He took company funds and gambled them. That he won and was able to replace them is immaterial. Martin Shkreli was convicted for misusing company funds even though he made his investors money. It's not "not theft" because you can or do put the money back.

I can't understand how you can't see that.

That $5,000 ($40,000 in today's money) might not have gone very far, but you are very eager to whitewash it because he ended up winning on his gamble, and FedEx has gone on to success. He easily could have lost that bet, and that money could have reimbursed credit card bills for his employees. How that isn't reckless and malfeasance, I don't understand. "We're screwed. I can use the last of this money to try to do something right, or fuck it, I'm going to Vegas!" isn't leadership.




Okay, I don't want to argue about the exact semantics of the word theft and what kinds of "misuse of funds" it includes. Nothing went in his pocket; it wasn't embezzlement.

And Shkreli was moving money between companies and lying to investors, neither of which is relevant here.

More importantly, none of that explains what is sociopathic here.

> He easily could have lost that bet, and that money could have reimbursed credit card bills for his employees.

But would it have been used that way? Or would it have kept propping the company up for a bit longer until total collapse?

> How that isn't reckless and malfeasance, I don't understand. "We're screwed. I can use the last of this money to try to do something right, or fuck it, I'm going to Vegas!" isn't leadership.

I never said it wasn't reckless. But he got the business out of being screwed. If he failed, the business would have gone from screwed to... also screwed. What "do something right" do you have in mind that was so important it becomes sociopathic if he doesn't do it? And it has to be something that would have happened if he didn't gamble, but wouldn't have happened if he lost.

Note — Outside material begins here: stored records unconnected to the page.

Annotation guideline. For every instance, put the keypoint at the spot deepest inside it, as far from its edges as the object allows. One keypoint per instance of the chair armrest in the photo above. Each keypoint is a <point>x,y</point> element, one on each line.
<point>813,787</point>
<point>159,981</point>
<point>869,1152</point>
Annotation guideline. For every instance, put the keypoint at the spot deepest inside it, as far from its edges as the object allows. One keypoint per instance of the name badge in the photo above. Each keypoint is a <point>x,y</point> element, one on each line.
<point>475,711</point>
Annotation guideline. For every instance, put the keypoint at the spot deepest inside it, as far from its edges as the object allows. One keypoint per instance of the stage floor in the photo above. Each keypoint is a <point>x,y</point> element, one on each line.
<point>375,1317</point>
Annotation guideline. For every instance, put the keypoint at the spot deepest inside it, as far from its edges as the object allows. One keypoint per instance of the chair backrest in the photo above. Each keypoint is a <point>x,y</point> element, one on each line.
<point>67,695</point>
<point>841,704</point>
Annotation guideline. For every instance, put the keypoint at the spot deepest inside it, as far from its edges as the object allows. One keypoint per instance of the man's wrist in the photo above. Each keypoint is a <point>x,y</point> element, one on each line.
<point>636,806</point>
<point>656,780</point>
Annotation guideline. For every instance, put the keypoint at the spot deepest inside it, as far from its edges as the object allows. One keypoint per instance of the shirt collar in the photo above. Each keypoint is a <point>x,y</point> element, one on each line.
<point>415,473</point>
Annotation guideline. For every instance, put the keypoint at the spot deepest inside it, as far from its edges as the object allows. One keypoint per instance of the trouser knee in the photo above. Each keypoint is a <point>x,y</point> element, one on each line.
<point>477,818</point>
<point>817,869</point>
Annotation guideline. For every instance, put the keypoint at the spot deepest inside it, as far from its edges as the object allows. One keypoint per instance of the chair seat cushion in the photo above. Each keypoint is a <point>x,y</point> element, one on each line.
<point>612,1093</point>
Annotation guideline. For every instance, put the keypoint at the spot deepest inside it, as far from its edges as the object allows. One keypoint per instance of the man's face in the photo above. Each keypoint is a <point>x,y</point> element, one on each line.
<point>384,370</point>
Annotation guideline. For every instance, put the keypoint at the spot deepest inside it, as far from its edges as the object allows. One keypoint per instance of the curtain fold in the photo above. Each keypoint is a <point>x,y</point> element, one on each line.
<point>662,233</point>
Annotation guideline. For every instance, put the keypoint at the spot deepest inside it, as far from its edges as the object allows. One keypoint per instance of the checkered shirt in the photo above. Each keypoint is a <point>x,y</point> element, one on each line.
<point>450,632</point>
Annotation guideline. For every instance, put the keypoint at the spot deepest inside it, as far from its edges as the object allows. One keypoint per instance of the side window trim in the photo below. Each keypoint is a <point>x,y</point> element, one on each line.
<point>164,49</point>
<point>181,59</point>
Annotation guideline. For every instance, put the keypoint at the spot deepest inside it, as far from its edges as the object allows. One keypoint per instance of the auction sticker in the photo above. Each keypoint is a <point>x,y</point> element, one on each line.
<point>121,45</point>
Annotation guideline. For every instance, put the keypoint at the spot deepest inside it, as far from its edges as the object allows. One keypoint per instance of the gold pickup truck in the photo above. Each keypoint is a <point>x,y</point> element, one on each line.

In other words, if your claim is right then there has to be a big human-impacting difference between the "he does nothing" outcome and the "he loses the gamble" outcome. And I'm not really seeing that difference. If both scenarios involve total shutdown and the only difference is a few days, that ain't it.


> I don't want to argue about the exact semantics of the word theft and what kinds of "misuse of funds" it includes. Nothing went in his pocket; it wasn't embezzlement.

See, the law very much disagrees with you here. It went into his pocket, and from there on a card table at Vegas. The moment he had decided to use company money like this, it was taken from its rightful owner.


But the money stayed owned by the company the entire time. He bet it on behalf of the company.

Companies are allowed to make bets on things. And he was high up enough to be able to make that decision.

It went in his pocket, but it would have gone in his pocket if he was going to the office supply store too. That's not an issue.

But none of this explains why it's sociopathic. Most crimes don't rise to that bar. For example, embezzling money from a company that's already guaranteed to collapse and unable to make payroll is generally not sociopathic. Especially if it's some kind of technical embezzlement where you have no personal gain whatsoever.